18-Year Old Erik Finman Details How Bitcoin Made Him a Millionaire

Eighteen-Year-Old Entrepreneur Makes His First Million Investing in BTC

At age twelve Erik Finman put the $1000 his grandmother gave him in bitcoin, in May of 2011. By the end of 2013 Finman’s wealth in BTC grew to be worth $100,000 and the young high school student left his high school to create his own company. The company Finman created was called Botangle, a peer-to-peer tutoring service that offers video chat.

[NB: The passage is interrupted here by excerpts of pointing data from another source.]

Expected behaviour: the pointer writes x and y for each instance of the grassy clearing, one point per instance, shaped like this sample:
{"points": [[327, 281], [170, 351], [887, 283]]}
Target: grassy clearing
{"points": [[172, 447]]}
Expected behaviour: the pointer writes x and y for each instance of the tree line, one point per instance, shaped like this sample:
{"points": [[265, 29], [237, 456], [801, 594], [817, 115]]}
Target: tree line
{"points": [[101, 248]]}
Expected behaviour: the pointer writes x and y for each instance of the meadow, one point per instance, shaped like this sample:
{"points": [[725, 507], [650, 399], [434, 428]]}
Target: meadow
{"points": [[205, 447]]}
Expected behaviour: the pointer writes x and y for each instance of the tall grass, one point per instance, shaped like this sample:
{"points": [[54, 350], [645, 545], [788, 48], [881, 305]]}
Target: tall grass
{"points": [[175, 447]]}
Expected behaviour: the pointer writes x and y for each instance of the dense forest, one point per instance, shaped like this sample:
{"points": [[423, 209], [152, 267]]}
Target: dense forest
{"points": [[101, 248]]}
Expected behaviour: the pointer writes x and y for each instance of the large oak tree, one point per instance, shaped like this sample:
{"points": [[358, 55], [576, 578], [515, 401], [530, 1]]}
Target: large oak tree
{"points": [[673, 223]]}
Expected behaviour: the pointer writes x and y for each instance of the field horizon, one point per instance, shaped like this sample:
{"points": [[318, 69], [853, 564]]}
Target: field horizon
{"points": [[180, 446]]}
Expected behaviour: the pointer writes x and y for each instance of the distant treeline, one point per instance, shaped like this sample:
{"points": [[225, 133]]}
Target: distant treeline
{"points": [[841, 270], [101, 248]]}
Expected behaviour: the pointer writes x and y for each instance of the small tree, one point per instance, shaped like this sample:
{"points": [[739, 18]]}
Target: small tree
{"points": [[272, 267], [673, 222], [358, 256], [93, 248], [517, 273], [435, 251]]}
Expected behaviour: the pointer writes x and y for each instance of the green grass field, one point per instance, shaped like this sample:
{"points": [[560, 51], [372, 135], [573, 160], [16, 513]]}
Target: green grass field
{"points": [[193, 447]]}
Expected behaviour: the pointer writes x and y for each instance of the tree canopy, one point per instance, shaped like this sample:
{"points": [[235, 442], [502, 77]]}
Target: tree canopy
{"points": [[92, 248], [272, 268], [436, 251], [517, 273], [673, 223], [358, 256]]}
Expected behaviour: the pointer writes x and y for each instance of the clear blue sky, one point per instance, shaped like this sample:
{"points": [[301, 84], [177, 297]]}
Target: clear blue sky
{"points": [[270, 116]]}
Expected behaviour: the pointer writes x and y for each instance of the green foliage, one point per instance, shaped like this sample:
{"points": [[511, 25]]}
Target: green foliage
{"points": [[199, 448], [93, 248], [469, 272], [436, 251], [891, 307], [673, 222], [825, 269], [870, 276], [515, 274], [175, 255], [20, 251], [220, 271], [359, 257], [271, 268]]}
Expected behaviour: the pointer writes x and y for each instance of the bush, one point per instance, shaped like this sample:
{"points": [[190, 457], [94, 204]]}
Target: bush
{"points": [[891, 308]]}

In 2015 the young entrepreneur found a buyer who was interested in purchasing his company for either $100,000 or 300 BTC.

“The investor offered either $100,000 or 300 bitcoin, which had dropped in value at that time to a little more than $200 a coin,” explains Finman’s AMA. “I took the lower cash value bitcoin deal because I believed it was the next big thing and an official buyout would’ve been very difficult for someone under eighteen and it was good tax planning to use Bitcoin.”

The Proud Owner of 403 Bitcoins

Even after his parents let him leave high school (Finman was later homeschooled) to pursue his career in 2015 they told him he didn’t have to attend college if he made his first million by the time he turned eighteen. Through day trading Finman accumulated more bitcoins from the original 300 BTC sale and used some of the funds to create his own virtual reality headset company. In 2017 Finman became a millionaire at eighteen with his BTC holdings and his parents once again let him skip going to school.

“I can say today that I own 403 bitcoins which are currently valued at $1,092,678.08 with the price per Bitcoin being at $2,711.36 plus some other money invested in other things,” Finman details.

Finman’s first investment in bitcoin at age twelve got him featured in many articles from publications like Mashable. The self-made millionaire says this time around the news outlet CNBC put him through “rigorous proof verification and fact checking” to verify his latest story. During the AMA many people considered Finman lucky, while others said he made some really good investment choices.

After CNBC had run the story on Finman, he told the public he kept his bitcoins “super secure,” and “spread out across multiple wallets and multiple machines,” he explains. Finman details that going public with his most recent story has made him “paranoid,” and was scared the media attention would make him a target.